I think this makes sense.
Concerning the rejoinder(s)
I think that regardless of whether it was possible to change the results directly, there will always potentially be points at which the poll is incorrect. It would be more unprofessional to edit the results of a poll without posting an explanation. The more transparency the better as far as polling is concerned I reckon.
That said, as has been alluded to, there is a difference between being able to edit poll results directly and removing a user’s votes if the user is deleted.

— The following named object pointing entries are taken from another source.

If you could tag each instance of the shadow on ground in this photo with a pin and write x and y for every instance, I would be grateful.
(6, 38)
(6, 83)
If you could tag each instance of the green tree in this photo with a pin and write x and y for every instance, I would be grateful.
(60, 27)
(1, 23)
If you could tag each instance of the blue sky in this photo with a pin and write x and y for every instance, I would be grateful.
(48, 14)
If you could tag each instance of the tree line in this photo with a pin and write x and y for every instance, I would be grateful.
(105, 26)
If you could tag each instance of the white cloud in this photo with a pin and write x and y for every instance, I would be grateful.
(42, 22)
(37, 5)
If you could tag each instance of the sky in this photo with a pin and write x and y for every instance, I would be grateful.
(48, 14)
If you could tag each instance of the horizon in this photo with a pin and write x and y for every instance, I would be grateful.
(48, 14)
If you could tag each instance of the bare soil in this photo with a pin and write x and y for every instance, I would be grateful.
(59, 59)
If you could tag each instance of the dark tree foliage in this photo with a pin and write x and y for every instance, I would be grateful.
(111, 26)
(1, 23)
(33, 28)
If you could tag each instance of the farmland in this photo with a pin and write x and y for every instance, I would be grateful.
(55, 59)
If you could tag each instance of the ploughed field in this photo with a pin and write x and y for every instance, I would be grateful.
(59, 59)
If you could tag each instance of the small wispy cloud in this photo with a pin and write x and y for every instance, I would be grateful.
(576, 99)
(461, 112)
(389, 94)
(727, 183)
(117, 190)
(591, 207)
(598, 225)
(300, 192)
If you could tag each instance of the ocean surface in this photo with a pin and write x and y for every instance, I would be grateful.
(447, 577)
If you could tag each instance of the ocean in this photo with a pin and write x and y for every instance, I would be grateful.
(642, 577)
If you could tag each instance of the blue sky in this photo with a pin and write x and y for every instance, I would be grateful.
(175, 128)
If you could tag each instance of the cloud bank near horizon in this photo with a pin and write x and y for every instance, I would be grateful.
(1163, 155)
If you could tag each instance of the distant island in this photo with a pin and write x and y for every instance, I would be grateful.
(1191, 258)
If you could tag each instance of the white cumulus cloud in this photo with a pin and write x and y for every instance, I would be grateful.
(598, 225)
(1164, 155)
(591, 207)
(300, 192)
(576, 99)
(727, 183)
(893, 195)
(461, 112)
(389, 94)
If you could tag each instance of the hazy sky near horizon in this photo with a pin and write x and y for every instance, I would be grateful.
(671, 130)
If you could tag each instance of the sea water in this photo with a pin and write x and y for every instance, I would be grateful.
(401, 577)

Also, having the correct count for posterity is useful, particularly if the poll is being used for sensitive things like an election (i.e. in the context of my elections plugin).
Given that I also have a need for having the ability to remove a user’s votes when deleting their account, so I’ve made a plugin that extends the polls plugin.
x-discourse-poll adds a total count of a user’s poll votes to the admin user view and a ‘delete all poll votes’ action.
‘Delete all poll votes’ is similar to the ‘delete all posts’ action in structure.
For the deletion of poll votes it uses a background job to
- remove all votes of the user;
- update the votes count for the relevant poll options; and
- update the the voter count for relevant polls.
I’ve tested it with all 3 vote types.
By default the action is restricted to admins. The plugin has a setting - poll_allow_moderators_to_delete_votes
- to allow mods to perform the action.
When the action is taken a staff action is logged with the details of all poll votes deleted.
The details contains a list with post_id, poll_id and option_id of each vote deleted.